The female nude mice (4–6 weeks old) were intravenously administered with a single dose of HMOP-TBHP/Fe(CO)5 (20 mg mL−1, in 150 µL PBS). Several other mice were used as the control. The mice were anesthetized and dissected at 30 days post-injection. The major organs (heart, liver, spleen, lung, and kidney) were dissected, fixed in a 10% formalin solution and stained with hematoxylin and eosin (H & E) for histological analysis.

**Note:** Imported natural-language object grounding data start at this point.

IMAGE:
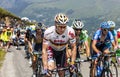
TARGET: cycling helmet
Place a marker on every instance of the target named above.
(37, 27)
(40, 24)
(104, 25)
(111, 23)
(77, 24)
(29, 29)
(118, 30)
(61, 18)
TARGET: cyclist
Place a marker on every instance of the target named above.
(81, 37)
(36, 45)
(8, 35)
(28, 41)
(17, 37)
(54, 44)
(113, 31)
(118, 36)
(101, 43)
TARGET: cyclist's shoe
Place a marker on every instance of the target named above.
(33, 75)
(72, 68)
(89, 58)
(46, 72)
(30, 61)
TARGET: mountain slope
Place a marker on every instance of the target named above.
(92, 12)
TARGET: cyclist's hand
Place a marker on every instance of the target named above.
(72, 68)
(99, 53)
(46, 72)
(89, 58)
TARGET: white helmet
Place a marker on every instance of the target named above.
(77, 24)
(111, 24)
(118, 30)
(61, 18)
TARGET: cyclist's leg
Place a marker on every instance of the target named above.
(60, 61)
(34, 57)
(93, 66)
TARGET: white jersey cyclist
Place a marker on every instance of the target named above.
(56, 41)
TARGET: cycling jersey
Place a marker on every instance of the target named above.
(37, 44)
(102, 45)
(118, 34)
(114, 33)
(83, 37)
(109, 38)
(8, 35)
(56, 41)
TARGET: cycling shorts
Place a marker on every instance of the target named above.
(58, 56)
(38, 47)
(101, 47)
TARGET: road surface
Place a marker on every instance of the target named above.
(15, 65)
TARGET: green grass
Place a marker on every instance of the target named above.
(2, 55)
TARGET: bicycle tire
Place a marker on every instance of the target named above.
(113, 69)
(106, 73)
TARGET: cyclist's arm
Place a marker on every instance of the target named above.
(94, 46)
(44, 54)
(116, 40)
(87, 48)
(73, 56)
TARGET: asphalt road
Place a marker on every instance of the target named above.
(15, 65)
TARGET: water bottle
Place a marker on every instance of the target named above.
(98, 71)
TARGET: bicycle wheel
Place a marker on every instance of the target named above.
(39, 69)
(107, 73)
(113, 69)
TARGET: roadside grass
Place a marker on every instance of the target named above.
(2, 56)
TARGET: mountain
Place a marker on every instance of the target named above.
(92, 12)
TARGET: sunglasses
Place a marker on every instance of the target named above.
(78, 29)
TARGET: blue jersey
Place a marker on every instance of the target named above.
(108, 39)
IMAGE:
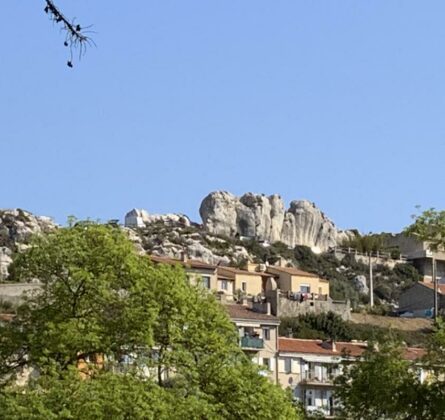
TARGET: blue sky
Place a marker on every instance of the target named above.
(338, 102)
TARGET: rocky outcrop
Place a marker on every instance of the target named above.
(138, 218)
(16, 228)
(265, 218)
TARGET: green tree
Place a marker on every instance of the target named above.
(429, 226)
(385, 384)
(99, 297)
(381, 386)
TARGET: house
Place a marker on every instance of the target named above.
(418, 253)
(258, 336)
(309, 368)
(244, 282)
(197, 272)
(295, 292)
(418, 300)
(293, 280)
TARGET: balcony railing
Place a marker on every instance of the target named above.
(252, 343)
(321, 379)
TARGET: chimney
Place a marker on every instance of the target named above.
(329, 345)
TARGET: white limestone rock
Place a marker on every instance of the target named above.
(265, 218)
(141, 218)
(16, 228)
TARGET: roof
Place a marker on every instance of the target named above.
(440, 287)
(241, 312)
(297, 345)
(232, 271)
(6, 317)
(413, 353)
(292, 271)
(186, 264)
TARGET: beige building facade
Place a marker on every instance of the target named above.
(258, 337)
(293, 280)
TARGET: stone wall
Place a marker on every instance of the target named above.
(281, 306)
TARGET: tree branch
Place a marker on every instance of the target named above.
(76, 36)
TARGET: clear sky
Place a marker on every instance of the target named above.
(339, 102)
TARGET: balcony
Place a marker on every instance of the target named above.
(313, 379)
(252, 343)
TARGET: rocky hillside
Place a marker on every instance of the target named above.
(265, 218)
(16, 228)
(253, 227)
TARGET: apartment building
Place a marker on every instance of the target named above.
(197, 272)
(242, 282)
(309, 368)
(258, 336)
(294, 281)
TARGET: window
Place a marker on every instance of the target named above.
(287, 365)
(305, 288)
(205, 281)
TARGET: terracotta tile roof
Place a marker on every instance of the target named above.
(413, 353)
(440, 288)
(296, 345)
(238, 311)
(292, 271)
(186, 264)
(231, 271)
(6, 317)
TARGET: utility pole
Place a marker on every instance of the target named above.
(371, 282)
(436, 302)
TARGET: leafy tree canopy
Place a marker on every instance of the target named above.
(385, 385)
(429, 226)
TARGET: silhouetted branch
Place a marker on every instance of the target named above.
(76, 36)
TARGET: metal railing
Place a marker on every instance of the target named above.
(252, 342)
(325, 378)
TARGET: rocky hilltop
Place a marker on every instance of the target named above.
(16, 228)
(265, 218)
(226, 218)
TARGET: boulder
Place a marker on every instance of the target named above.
(139, 218)
(16, 228)
(265, 218)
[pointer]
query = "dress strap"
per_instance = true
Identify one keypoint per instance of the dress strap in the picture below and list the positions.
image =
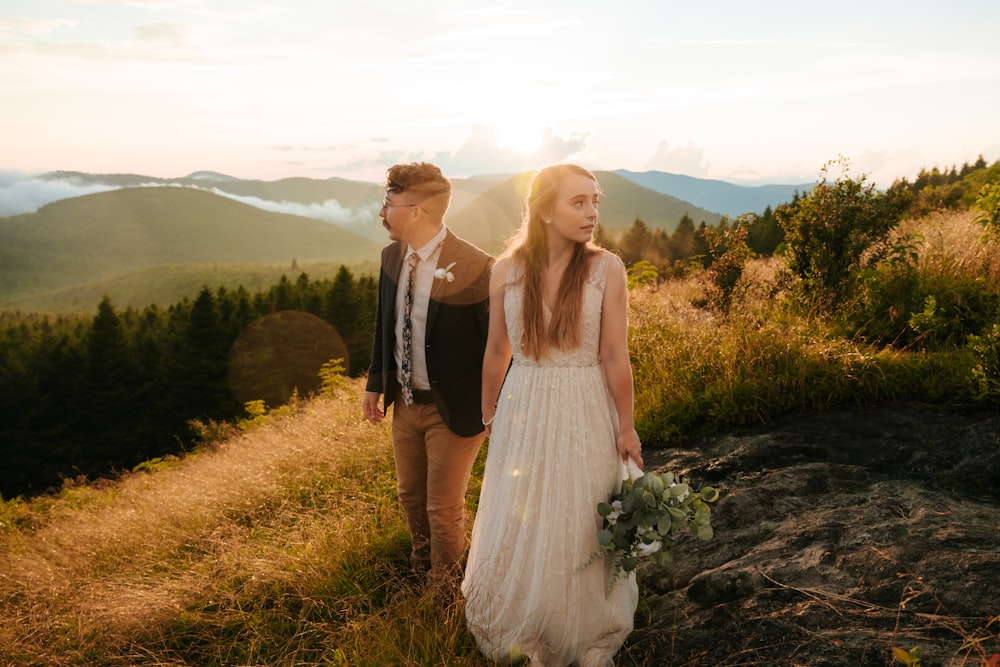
(514, 273)
(599, 271)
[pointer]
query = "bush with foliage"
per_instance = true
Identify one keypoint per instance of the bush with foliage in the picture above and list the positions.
(836, 231)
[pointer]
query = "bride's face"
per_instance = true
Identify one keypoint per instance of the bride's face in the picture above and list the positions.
(574, 213)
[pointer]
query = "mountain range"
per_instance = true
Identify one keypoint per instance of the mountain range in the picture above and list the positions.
(119, 241)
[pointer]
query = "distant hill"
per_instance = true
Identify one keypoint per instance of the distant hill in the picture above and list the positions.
(724, 198)
(353, 205)
(490, 219)
(83, 239)
(171, 283)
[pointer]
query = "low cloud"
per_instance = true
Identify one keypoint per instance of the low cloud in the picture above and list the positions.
(688, 160)
(328, 211)
(26, 193)
(23, 193)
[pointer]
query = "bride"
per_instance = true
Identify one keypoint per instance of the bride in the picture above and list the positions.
(558, 405)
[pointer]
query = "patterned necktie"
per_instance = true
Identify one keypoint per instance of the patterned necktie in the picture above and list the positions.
(406, 371)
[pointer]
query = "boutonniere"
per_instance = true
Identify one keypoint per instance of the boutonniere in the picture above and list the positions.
(445, 273)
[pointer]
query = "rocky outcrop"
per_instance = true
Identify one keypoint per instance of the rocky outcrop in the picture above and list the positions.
(837, 537)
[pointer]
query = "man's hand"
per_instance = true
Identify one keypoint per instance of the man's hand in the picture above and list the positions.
(373, 413)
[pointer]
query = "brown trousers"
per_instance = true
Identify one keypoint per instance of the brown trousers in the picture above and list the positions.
(433, 466)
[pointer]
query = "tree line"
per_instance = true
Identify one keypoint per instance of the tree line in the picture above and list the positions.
(86, 396)
(82, 396)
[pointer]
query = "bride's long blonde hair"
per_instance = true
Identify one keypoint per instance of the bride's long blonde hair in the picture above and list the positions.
(529, 248)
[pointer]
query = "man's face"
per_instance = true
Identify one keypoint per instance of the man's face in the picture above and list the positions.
(398, 214)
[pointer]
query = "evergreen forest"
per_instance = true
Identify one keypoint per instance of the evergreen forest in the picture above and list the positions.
(86, 397)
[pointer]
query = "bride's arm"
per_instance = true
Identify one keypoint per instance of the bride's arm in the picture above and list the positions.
(498, 351)
(616, 361)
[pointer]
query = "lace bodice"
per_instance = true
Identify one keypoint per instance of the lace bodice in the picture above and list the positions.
(587, 354)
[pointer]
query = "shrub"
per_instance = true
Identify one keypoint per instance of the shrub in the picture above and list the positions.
(837, 230)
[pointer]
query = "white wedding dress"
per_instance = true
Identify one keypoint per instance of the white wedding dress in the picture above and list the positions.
(533, 586)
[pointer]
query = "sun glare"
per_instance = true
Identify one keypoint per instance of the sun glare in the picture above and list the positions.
(520, 139)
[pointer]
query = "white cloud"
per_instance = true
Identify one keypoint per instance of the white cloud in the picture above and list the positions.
(688, 160)
(23, 193)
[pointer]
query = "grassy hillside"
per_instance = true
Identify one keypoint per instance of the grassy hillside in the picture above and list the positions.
(83, 239)
(490, 219)
(285, 545)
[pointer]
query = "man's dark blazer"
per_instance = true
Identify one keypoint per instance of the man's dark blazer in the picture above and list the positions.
(455, 340)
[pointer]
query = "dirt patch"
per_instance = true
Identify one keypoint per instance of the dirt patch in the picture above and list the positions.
(837, 537)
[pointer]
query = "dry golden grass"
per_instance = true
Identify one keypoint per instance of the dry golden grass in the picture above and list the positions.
(269, 509)
(285, 545)
(951, 244)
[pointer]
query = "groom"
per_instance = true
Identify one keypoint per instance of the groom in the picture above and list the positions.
(427, 358)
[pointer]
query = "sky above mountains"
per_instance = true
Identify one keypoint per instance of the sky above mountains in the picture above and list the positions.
(761, 92)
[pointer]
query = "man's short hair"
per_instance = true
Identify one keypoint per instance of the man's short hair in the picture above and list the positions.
(423, 179)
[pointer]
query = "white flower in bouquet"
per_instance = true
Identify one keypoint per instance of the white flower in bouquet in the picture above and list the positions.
(642, 519)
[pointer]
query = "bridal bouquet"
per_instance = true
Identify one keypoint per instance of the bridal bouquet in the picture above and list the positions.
(642, 520)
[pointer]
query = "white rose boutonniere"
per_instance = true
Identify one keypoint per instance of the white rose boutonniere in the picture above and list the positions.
(445, 273)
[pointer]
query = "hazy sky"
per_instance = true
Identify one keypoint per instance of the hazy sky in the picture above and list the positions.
(764, 91)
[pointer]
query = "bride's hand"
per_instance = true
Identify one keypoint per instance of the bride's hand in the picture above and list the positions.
(629, 446)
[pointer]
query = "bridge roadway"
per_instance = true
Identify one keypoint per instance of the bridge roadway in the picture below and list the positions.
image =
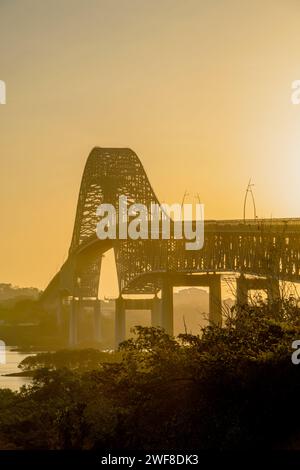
(268, 249)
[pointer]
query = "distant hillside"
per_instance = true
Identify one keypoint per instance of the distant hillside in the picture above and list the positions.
(9, 294)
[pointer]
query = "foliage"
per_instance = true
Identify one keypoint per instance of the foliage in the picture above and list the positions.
(228, 388)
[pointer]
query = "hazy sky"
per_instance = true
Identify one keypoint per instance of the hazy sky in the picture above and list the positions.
(199, 89)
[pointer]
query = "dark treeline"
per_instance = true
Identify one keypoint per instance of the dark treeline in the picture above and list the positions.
(229, 388)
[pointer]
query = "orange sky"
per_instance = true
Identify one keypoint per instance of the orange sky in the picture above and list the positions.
(199, 89)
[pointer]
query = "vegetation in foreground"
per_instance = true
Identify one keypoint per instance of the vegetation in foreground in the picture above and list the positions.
(230, 388)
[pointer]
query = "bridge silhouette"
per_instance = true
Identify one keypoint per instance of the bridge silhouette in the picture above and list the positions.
(267, 250)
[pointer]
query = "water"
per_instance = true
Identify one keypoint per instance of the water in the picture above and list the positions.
(13, 359)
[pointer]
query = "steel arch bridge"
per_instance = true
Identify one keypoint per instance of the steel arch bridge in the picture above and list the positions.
(266, 248)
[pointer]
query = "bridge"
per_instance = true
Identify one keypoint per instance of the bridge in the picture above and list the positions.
(261, 252)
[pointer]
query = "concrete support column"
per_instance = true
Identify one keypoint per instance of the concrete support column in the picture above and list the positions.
(120, 319)
(97, 321)
(215, 300)
(273, 290)
(59, 313)
(156, 312)
(167, 306)
(241, 291)
(73, 324)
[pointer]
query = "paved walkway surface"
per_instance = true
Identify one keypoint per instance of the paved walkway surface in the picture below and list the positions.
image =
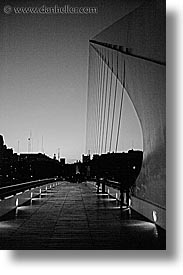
(74, 216)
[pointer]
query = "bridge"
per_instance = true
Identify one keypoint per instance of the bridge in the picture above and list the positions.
(91, 213)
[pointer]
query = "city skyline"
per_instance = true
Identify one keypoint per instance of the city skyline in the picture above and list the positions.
(44, 77)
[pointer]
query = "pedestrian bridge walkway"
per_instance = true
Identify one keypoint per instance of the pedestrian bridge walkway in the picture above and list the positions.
(74, 216)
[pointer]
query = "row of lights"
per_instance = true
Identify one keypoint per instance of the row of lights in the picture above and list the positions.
(31, 195)
(154, 213)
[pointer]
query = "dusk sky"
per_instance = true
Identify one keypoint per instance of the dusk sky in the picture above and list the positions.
(44, 74)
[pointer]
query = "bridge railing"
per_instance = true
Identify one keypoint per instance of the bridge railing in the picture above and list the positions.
(6, 191)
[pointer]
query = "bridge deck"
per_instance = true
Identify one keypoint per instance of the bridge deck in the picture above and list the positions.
(73, 216)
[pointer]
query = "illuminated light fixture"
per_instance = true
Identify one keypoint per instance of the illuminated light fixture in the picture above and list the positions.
(16, 203)
(155, 216)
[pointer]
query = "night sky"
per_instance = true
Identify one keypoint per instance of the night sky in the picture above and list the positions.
(44, 74)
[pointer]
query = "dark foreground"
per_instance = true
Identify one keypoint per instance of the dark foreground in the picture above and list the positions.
(73, 216)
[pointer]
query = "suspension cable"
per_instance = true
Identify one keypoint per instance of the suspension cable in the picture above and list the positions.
(102, 100)
(104, 116)
(121, 104)
(109, 105)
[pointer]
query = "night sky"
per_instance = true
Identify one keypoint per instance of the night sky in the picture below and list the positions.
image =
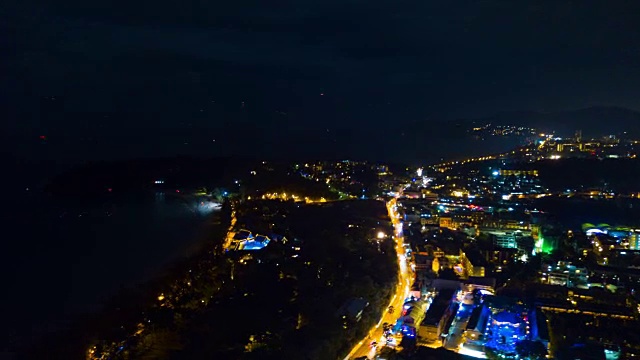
(369, 79)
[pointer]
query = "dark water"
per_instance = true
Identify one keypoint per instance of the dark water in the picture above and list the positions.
(574, 212)
(61, 257)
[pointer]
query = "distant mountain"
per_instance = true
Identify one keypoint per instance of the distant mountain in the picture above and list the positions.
(593, 121)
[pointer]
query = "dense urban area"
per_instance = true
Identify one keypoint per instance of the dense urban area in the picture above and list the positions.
(529, 254)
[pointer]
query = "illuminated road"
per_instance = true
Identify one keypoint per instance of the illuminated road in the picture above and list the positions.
(363, 349)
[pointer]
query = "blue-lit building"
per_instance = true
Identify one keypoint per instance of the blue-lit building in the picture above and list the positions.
(258, 243)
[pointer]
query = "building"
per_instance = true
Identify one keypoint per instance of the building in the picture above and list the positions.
(634, 240)
(473, 264)
(565, 274)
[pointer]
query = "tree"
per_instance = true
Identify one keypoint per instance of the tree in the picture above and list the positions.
(528, 349)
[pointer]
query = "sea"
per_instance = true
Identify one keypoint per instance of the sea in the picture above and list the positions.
(63, 257)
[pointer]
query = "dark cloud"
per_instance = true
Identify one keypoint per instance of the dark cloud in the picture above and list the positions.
(376, 61)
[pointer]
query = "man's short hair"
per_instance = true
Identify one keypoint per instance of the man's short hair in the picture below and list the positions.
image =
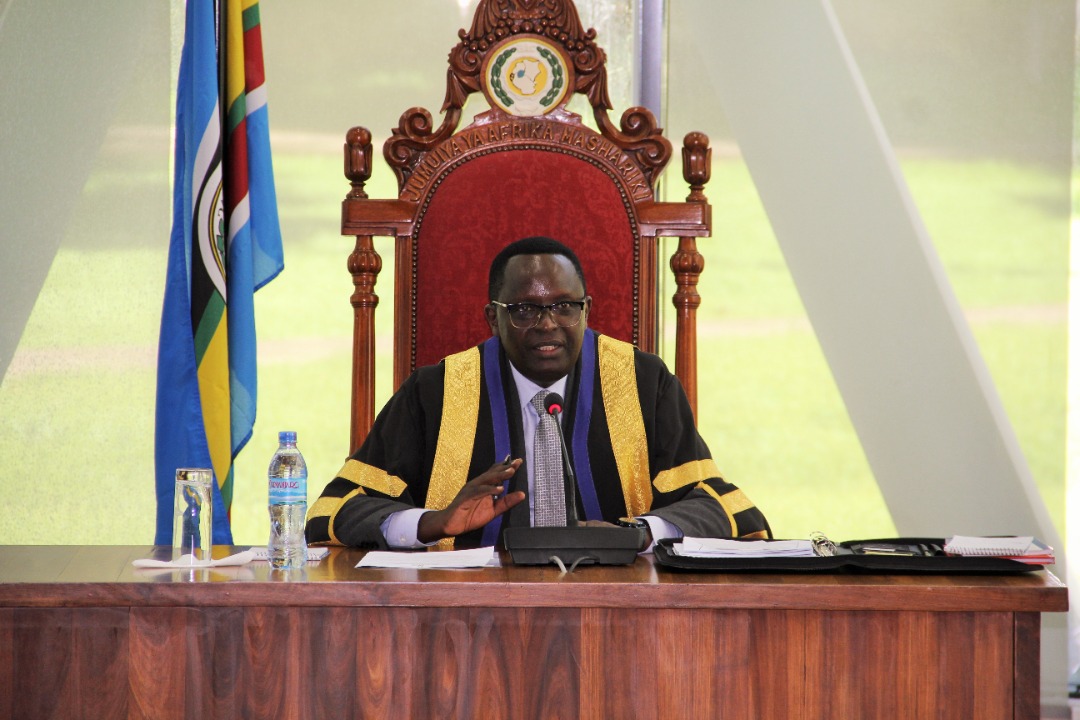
(536, 245)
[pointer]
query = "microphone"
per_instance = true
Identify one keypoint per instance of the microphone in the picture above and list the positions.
(553, 406)
(571, 545)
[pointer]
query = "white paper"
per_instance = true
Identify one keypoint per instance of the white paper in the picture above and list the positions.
(186, 561)
(717, 547)
(478, 557)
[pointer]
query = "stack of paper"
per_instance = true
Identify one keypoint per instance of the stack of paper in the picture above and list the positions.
(716, 547)
(1024, 548)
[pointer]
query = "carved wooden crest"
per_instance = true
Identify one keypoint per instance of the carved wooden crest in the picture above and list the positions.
(528, 58)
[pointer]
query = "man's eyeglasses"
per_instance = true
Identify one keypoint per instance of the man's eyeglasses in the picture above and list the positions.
(525, 315)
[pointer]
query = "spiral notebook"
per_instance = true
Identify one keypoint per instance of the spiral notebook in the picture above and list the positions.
(1024, 548)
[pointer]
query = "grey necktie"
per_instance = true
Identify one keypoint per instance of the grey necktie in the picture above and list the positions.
(549, 507)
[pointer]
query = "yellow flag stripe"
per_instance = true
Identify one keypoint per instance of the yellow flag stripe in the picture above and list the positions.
(214, 396)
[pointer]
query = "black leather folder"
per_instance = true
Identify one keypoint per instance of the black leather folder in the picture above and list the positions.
(898, 555)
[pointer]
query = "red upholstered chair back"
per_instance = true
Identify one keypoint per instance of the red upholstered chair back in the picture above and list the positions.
(525, 167)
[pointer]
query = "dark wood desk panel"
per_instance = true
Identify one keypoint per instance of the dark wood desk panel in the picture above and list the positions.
(83, 633)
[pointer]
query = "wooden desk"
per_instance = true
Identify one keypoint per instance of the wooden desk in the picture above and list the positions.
(83, 634)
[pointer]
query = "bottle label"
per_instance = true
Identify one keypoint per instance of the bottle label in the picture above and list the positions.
(288, 490)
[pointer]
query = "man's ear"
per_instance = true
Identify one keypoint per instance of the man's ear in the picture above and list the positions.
(490, 314)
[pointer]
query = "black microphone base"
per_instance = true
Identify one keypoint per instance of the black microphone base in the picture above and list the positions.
(582, 545)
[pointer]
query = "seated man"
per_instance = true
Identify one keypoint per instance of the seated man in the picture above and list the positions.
(629, 429)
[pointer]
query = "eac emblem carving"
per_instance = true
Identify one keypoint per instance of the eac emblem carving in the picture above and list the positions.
(526, 77)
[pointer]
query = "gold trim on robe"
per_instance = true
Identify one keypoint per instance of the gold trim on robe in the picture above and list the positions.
(732, 502)
(625, 423)
(457, 431)
(696, 471)
(373, 478)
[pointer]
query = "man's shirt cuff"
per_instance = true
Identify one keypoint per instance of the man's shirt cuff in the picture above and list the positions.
(401, 528)
(660, 529)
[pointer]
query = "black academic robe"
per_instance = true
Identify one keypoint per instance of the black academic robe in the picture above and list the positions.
(629, 429)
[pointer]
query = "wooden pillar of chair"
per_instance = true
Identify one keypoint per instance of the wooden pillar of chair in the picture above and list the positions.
(687, 265)
(364, 266)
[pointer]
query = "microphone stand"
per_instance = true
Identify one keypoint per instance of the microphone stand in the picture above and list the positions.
(571, 545)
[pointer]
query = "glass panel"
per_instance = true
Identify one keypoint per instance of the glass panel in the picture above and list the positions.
(325, 77)
(85, 216)
(976, 99)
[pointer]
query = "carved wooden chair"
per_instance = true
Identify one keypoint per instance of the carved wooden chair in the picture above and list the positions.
(527, 166)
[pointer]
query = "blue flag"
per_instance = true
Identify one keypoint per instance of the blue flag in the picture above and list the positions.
(225, 244)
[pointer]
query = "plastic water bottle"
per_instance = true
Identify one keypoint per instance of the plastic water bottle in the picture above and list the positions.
(288, 504)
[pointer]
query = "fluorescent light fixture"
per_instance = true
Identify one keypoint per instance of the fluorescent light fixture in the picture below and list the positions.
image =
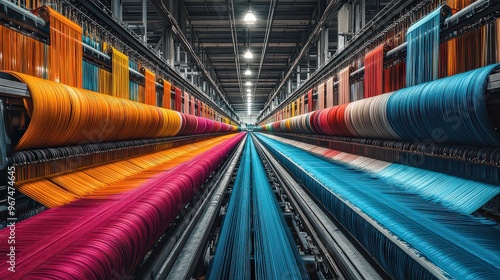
(248, 54)
(250, 18)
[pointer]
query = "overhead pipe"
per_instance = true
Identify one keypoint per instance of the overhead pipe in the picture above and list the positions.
(167, 16)
(452, 20)
(234, 35)
(332, 8)
(269, 26)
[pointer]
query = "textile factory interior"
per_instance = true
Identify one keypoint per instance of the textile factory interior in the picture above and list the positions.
(250, 139)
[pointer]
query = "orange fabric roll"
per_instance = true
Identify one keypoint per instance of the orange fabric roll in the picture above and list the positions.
(150, 87)
(66, 53)
(64, 115)
(167, 94)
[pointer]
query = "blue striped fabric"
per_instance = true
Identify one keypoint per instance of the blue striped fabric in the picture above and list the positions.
(464, 246)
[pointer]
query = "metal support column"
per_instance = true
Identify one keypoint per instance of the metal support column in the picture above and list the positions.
(145, 19)
(116, 7)
(298, 76)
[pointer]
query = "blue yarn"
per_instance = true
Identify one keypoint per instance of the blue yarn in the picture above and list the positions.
(232, 255)
(90, 76)
(461, 195)
(464, 246)
(90, 71)
(275, 254)
(449, 110)
(422, 56)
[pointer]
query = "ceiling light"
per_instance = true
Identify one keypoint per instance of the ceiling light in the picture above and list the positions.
(248, 54)
(250, 18)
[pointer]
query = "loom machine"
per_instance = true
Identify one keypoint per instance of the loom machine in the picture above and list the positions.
(431, 128)
(205, 200)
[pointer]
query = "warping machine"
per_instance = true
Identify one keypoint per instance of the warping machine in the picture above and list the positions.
(383, 165)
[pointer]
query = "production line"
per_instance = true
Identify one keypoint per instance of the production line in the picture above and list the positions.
(130, 154)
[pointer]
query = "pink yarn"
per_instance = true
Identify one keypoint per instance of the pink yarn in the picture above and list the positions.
(100, 238)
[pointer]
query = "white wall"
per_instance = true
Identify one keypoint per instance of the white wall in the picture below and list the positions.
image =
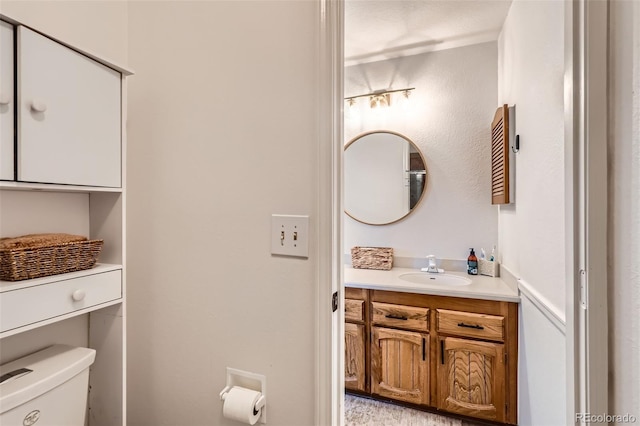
(449, 119)
(624, 208)
(222, 133)
(99, 27)
(530, 75)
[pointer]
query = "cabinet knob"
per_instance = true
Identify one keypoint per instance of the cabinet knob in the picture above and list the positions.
(38, 105)
(78, 295)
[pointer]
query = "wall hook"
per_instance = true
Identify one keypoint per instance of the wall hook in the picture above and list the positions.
(517, 145)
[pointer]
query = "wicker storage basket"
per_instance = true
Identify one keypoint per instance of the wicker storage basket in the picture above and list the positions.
(372, 258)
(41, 255)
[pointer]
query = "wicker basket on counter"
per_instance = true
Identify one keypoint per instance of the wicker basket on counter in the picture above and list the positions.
(372, 258)
(41, 255)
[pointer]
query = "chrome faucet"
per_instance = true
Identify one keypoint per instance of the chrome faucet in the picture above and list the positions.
(433, 268)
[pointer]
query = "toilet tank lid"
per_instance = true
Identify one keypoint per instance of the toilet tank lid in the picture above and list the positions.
(50, 367)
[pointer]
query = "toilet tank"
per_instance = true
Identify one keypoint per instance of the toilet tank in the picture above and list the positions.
(47, 388)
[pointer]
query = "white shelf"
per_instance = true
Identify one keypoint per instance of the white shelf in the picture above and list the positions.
(17, 285)
(48, 187)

In vivo evaluation of synergistic RDT/gas therapy

U87MG cells (2 × 106 cells per site) were implanted subcutaneously into female nude mice (4–6 weeks old). In vivo therapy experiments were carried out when the tumor reached ~6–8 mm in average diameter. The mice were divided into six groups. The first group of mice received PBS, as control group; the second group was intravenously injected with HMOP-TBHP/Fe(CO)5 (20 mg mL−1, in 150 µL PBS), as HMOP-TBHP/Fe(CO)5 group; the third group was subjected to 8 Gy of X-ray radiation, as RT group; the fourth group was intravenously injected with HMOP-Fe(CO)5 (20 mg mL−1, in 150 µL PBS), and then subjected to 8 Gy of X-ray radiation 24 h later, as HMOP-Fe(CO)5 + RT group; the fifth group was intravenously injected with HMOP-TBHP (20 mg mL−1, in 150 µL PBS), and then subjected to 8 Gy of X-ray radiation 24 h later, as HMOP-TBHP + RT group; the sixth group was intravenously injected with HMOP-TBHP/Fe(CO)5 (20 mg mL−1, in 150 µL PBS), and then subjected to 8 Gy of X-ray radiation 24 h later, as HMOP-TBHP/Fe(CO)5 + RT group. During three week after the corresponding treatments, the volume of tumors was measured every other day and calculated by the following equation: V = L × W2/2. The tumors were sectioned into slices for H&E and TUNEL staining analysis. More details about the X-ray irradiation source and characterization methods can be found in the Supplementary Methods section.

Statistical analysis

Statistical analysis was performed by using Student’s two-tailed t-test with statistical significance assigned at *P < 0.05 (significant), **P < 0.01 (moderately significant), and ***P < 0.001 (highly significant).